PolarDB for PostgreSQL (Distributed) scales horizontally by sharding data across multiple data nodes (DNs). To support this, it introduces two specialized table types: distributed tables for large datasets, and replicated tables (also called reference tables) for small, frequently joined lookup data. This topic walks you through creating and managing both types.
Choose a table type
| Distributed table | Replicated table | |
|---|---|---|
| Best for | Large business tables (orders, users, events) | Small lookup tables (country codes, product categories, tax rates) |
| Data placement | Each row lives on one DN, determined by the distribution column | A full copy of the table lives on every DN |
| Read performance | Queries scatter across DNs; JOIN efficiency depends on co-location | JOINs with distributed tables are always local — no cross-node queries |
| Write overhead | Low — each write goes to one DN | High — every write is synchronized across all DNs |
| Size guideline | No upper limit | Keep small; avoid tables that change frequently |
Create a distributed table
Creating a distributed table is a two-step process: create a standard table, then convert it using create_distributed_table.

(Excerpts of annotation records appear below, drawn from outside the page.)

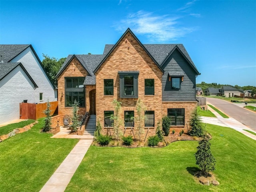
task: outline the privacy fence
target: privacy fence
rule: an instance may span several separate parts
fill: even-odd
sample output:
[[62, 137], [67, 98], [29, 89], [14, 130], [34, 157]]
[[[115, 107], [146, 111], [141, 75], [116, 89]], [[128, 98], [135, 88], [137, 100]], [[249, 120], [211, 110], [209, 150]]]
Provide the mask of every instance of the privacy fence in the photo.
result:
[[[58, 114], [58, 101], [50, 102], [51, 104], [50, 115]], [[47, 108], [47, 103], [35, 104], [34, 103], [20, 103], [20, 116], [22, 119], [36, 120], [46, 116], [44, 111]]]

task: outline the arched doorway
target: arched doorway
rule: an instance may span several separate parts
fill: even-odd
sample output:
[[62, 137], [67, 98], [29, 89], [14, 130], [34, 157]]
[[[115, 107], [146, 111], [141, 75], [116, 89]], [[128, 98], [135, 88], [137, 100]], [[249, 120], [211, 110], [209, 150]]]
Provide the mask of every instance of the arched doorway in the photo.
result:
[[90, 99], [90, 114], [96, 114], [96, 90], [94, 89], [89, 92]]

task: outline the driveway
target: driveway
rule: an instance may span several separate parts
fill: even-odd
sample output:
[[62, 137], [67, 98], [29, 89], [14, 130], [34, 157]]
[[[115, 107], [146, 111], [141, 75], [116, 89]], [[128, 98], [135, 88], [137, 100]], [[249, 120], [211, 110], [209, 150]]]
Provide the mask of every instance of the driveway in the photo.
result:
[[206, 101], [236, 120], [256, 131], [256, 113], [255, 112], [241, 107], [239, 105], [236, 105], [221, 99], [207, 97]]

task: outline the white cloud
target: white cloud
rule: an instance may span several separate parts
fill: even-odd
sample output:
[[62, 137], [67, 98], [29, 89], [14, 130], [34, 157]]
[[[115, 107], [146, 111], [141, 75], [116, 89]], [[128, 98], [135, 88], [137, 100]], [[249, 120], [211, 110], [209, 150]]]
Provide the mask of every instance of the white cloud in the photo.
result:
[[116, 30], [123, 32], [129, 27], [136, 34], [146, 35], [152, 42], [176, 40], [196, 30], [179, 25], [178, 17], [153, 16], [152, 13], [140, 11], [129, 15], [115, 24]]

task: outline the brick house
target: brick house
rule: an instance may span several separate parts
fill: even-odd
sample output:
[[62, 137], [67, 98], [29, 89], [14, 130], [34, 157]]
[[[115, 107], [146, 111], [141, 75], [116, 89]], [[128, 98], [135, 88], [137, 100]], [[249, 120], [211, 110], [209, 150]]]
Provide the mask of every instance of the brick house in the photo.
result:
[[183, 128], [197, 106], [196, 77], [200, 74], [181, 44], [142, 44], [128, 28], [115, 45], [106, 45], [102, 55], [70, 55], [57, 75], [59, 114], [71, 114], [75, 99], [79, 114], [88, 111], [111, 129], [114, 99], [122, 102], [123, 128], [136, 125], [136, 104], [147, 107], [145, 128], [155, 132], [162, 116]]

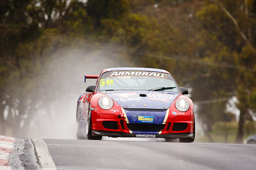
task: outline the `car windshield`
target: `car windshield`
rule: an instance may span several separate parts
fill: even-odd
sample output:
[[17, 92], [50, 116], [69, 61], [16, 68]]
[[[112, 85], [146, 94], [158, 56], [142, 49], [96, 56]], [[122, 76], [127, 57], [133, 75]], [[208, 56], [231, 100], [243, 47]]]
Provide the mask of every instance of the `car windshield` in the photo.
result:
[[153, 71], [109, 71], [100, 77], [97, 91], [148, 90], [179, 93], [169, 74]]

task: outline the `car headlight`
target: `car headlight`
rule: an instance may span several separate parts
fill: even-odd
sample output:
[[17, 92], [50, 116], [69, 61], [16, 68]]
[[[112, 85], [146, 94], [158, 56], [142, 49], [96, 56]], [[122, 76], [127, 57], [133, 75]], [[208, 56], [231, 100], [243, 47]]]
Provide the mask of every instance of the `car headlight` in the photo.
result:
[[103, 110], [111, 109], [114, 105], [112, 99], [106, 96], [101, 97], [98, 101], [98, 104]]
[[175, 107], [180, 111], [186, 111], [189, 108], [189, 103], [184, 99], [179, 99], [175, 102]]

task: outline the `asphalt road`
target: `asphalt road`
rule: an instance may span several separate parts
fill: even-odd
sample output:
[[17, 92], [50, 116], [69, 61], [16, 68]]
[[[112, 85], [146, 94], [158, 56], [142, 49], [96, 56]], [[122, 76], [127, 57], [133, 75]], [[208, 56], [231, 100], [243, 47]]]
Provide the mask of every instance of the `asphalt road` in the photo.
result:
[[58, 169], [256, 169], [256, 145], [44, 141]]

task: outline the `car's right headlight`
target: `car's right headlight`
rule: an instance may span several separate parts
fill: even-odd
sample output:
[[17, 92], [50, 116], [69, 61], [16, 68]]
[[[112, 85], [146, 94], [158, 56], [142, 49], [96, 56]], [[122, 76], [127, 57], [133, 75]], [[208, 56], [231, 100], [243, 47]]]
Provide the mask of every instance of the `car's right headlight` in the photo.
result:
[[189, 103], [184, 99], [177, 99], [175, 102], [175, 107], [180, 111], [184, 112], [189, 108]]
[[98, 104], [103, 110], [111, 109], [114, 105], [112, 99], [106, 96], [101, 97], [98, 101]]

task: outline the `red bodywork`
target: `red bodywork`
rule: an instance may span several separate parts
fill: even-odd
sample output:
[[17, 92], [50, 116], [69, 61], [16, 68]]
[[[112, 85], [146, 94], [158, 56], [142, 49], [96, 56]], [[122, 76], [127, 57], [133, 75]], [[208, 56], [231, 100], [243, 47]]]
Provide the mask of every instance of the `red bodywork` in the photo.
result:
[[[99, 79], [104, 72], [108, 71], [109, 69], [104, 70], [100, 76], [86, 75], [86, 78]], [[170, 74], [169, 73], [168, 73]], [[98, 83], [99, 80], [97, 80], [97, 85]], [[113, 101], [113, 106], [109, 110], [104, 110], [99, 106], [99, 99], [104, 96], [106, 95], [99, 92], [88, 92], [82, 96], [79, 99], [83, 101], [83, 108], [84, 108], [83, 115], [86, 119], [87, 119], [87, 111], [89, 104], [92, 108], [92, 130], [131, 134], [131, 131], [127, 126], [127, 122], [125, 118], [124, 117], [124, 110], [122, 110], [122, 107], [118, 104]], [[182, 112], [175, 108], [175, 101], [180, 98], [186, 99], [189, 103], [190, 108], [187, 111]], [[195, 128], [194, 105], [192, 101], [189, 97], [180, 94], [172, 102], [172, 104], [168, 110], [169, 113], [165, 122], [164, 128], [161, 133], [159, 134], [159, 136], [157, 138], [161, 138], [161, 136], [163, 136], [162, 138], [185, 138], [182, 137], [182, 134], [191, 134], [193, 132]], [[177, 115], [173, 115], [172, 113], [173, 111], [175, 112]], [[102, 125], [103, 121], [116, 122], [118, 129], [106, 129]], [[173, 131], [173, 126], [175, 123], [186, 123], [188, 124], [188, 127], [184, 131]], [[178, 136], [175, 136], [176, 134]], [[127, 136], [127, 137], [129, 136]]]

Step 1: Choose a distribution column
The distribution column determines how rows are routed to DNs. The system hashes the column value and assigns each row to a shard based on that hash.
Choose the column that best meets all three criteria:
High cardinality — avoid columns with a small number of distinct values. For example, a
statuscolumn with only three values (new,paid,shipped) distributes data unevenly and concentrates rows in a few shards, creating hotspots.Even distribution — skewed columns cause data to accumulate on specific DNs.

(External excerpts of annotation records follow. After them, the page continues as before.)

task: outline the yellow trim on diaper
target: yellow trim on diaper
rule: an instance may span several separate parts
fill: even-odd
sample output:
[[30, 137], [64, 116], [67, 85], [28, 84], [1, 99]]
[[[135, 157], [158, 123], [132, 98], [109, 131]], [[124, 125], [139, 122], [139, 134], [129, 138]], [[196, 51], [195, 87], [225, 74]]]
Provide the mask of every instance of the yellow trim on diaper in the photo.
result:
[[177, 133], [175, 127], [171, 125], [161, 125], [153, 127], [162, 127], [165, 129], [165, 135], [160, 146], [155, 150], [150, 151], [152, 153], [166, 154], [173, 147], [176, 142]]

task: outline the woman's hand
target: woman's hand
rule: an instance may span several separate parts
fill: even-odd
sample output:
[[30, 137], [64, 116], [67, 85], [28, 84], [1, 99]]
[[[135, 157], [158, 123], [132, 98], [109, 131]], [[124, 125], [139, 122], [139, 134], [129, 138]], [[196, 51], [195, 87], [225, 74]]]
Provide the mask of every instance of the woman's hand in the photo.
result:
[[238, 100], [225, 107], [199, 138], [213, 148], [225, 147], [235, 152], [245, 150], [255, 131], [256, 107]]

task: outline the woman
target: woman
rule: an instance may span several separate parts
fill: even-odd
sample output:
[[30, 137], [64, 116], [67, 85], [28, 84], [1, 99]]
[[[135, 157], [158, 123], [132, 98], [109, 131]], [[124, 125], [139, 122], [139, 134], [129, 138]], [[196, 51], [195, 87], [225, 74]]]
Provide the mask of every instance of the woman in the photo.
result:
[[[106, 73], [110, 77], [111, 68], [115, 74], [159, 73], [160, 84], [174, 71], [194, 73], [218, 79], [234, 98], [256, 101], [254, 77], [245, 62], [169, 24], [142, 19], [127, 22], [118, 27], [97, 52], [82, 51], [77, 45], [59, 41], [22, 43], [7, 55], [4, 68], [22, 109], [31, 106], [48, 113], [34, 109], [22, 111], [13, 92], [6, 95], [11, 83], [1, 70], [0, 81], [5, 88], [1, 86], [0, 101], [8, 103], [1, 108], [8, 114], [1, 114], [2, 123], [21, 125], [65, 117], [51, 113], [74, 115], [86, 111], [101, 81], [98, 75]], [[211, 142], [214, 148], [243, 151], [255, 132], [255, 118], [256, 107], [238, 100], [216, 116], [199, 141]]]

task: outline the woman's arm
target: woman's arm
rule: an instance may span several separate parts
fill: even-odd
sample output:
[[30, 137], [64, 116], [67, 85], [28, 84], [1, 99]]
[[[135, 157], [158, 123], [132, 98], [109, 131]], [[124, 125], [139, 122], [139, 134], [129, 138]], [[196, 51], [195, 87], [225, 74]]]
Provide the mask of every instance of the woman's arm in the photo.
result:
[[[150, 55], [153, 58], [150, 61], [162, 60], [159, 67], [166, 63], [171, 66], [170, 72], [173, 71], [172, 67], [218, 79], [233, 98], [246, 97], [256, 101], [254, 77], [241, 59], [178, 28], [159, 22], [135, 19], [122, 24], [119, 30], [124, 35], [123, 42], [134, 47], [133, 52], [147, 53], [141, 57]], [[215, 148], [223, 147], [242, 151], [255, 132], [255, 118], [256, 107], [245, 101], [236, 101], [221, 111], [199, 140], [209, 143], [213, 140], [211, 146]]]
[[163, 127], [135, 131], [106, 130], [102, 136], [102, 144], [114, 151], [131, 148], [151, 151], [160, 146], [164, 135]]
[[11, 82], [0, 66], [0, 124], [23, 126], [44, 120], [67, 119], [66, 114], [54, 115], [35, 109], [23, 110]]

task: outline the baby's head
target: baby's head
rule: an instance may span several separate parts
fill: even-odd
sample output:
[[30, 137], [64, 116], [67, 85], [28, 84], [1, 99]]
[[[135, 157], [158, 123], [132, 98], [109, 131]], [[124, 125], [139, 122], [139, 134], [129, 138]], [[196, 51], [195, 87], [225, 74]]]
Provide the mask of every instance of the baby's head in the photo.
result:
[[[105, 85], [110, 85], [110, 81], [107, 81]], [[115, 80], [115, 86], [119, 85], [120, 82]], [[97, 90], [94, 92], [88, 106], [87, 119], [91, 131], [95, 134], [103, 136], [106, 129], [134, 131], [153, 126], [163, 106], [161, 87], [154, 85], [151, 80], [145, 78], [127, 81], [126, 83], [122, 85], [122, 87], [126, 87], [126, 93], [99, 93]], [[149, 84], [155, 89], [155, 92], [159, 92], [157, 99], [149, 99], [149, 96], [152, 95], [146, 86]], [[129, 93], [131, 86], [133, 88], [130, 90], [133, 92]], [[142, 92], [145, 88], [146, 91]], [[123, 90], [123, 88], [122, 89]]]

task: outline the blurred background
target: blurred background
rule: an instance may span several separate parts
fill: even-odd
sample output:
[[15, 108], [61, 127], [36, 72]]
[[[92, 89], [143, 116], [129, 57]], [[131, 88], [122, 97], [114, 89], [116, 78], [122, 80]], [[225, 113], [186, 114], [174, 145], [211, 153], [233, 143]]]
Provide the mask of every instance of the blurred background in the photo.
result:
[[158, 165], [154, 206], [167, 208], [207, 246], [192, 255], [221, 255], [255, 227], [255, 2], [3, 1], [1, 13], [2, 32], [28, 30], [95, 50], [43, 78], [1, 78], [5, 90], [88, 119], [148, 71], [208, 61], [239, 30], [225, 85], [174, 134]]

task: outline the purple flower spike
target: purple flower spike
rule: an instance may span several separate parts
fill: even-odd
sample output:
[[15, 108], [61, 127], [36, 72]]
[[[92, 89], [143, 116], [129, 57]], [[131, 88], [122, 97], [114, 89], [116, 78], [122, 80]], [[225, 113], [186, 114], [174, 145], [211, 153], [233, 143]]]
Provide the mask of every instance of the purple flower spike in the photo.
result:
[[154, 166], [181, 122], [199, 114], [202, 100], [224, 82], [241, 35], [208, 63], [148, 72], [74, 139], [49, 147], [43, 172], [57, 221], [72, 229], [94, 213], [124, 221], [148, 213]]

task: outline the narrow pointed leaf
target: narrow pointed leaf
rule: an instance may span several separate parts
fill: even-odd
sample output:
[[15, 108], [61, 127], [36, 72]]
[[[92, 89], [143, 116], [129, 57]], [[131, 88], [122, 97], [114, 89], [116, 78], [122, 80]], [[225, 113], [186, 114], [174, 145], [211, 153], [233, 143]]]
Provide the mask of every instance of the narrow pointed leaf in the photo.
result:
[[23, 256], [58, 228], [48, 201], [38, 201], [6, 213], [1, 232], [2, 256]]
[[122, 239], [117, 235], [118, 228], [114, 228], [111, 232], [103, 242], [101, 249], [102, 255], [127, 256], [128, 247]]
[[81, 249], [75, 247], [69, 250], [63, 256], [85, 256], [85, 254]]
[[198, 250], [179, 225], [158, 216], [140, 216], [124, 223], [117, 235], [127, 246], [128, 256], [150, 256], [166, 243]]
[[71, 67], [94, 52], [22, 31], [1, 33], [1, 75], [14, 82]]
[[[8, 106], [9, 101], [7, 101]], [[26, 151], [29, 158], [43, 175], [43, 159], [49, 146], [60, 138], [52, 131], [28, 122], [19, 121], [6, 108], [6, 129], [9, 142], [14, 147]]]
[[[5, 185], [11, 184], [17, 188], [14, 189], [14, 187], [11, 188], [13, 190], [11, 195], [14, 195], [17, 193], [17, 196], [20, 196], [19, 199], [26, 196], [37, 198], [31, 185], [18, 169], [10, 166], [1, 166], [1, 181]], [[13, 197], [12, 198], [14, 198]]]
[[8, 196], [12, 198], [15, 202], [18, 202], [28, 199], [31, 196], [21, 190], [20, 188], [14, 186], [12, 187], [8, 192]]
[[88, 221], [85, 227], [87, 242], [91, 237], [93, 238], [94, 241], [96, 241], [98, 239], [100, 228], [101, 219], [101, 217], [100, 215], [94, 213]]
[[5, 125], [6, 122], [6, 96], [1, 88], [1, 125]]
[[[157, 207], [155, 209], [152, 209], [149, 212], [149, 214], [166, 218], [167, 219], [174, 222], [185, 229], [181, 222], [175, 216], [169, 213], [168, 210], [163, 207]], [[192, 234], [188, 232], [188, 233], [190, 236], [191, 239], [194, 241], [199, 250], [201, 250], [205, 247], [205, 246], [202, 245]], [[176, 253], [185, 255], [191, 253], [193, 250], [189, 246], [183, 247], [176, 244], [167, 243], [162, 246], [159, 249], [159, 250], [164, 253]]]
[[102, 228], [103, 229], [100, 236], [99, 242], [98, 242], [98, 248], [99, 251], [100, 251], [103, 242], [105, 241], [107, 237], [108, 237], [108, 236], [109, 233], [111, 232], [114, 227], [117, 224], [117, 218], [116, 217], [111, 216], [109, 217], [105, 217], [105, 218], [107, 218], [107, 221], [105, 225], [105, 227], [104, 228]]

Primary key or unique identifier — this typically satisfies both criteria above and ensures even distribution.
If the table has a primary key or UNIQUE constraint, the distribution column must be one of the columns that form that constraint.
Step 2: Convert the table
Create the table, then call create_distributed_table with the table name and the chosen distribution column.
Example: Distribute table t on the id column.
-- Create a standard table
CREATE TABLE t (id int primary key, data text);
-- Convert to a distributed table
SELECT create_distributed_table('t', 'id');Expected output:
create_distributed_table
--------------------------
(1 row)Step 3: (Optional) Set the shard count
Each distributed table defaults to 32 shards. Set a different count either per table or globally.
Using the shard_count parameter
Option A: Per table — pass shard_count when converting:
CREATE TABLE t1 (id int primary key, data text);
SELECT create_distributed_table('t1', 'id', shard_count := 4);Using the polar_cluster.shard_count parameter
Option B: Global default — set polar_cluster.shard_count before converting:
SET polar_cluster.shard_count TO 4;
SELECT create_distributed_table('t1', 'id');Verify the result:
SELECT * FROM pg_dist_shard WHERE logicalrelid = 't1'::regclass;Expected output (4 shards covering the full hash range):
logicalrelid | shardid | shardstorage | shardminvalue | shardmaxvalue
--------------+---------+--------------+---------------+---------------
t1 | 102072 | t | -2147483648 | -1073741825
t1 | 102073 | t | -1073741824 | -1
t1 | 102074 | t | 0 | 1073741823
t1 | 102075 | t | 1073741824 | 2147483647
(4 rows)Step 4: (Optional) Assign a co-location group
When you JOIN two distributed tables on their distribution columns, PolarDB executes the join on a single DN — but only if the two tables share a co-location group. Without co-location, the query requires cross-node data transfer, which adds significant overhead.
How co-location groups work
PolarDB assigns co-location groups in two ways:
| Method | Behavior | Risk |
|---|---|---|
| Implicit (default) | Tables with the same distribution column type and shard count are grouped together automatically | Unrelated tables may end up in the same group |
| Explicit (recommended) | Declare relationships using colocate_with | Full control; unrelated tables stay in separate groups |
The default implicit grouping does not check whether tables are logically related. Two unrelated tables that happen to share the same column type and shard count will be co-located. If a table is not related to others, set colocate_with := 'none' to create an independent group. Always use explicit co-location for production tables.
How to use explicit co-location
For the first table in a group, set
colocate_with := 'none'to create a new, independent group.For each subsequent table in the same group, set
colocate_with := 'first_table_name'.
Example: Create two co-location groups — one for user data and one for animal data.
-- Group 1: user tables
CREATE TABLE user_info (user_id int, user_data text);
SELECT create_distributed_table('user_info', 'user_id', colocate_with := 'none');
CREATE TABLE user_order (user_id int, order_id int, order_data text);
SELECT create_distributed_table('user_order', 'user_id', colocate_with := 'user_info');
-- Group 2: animal tables (separate group)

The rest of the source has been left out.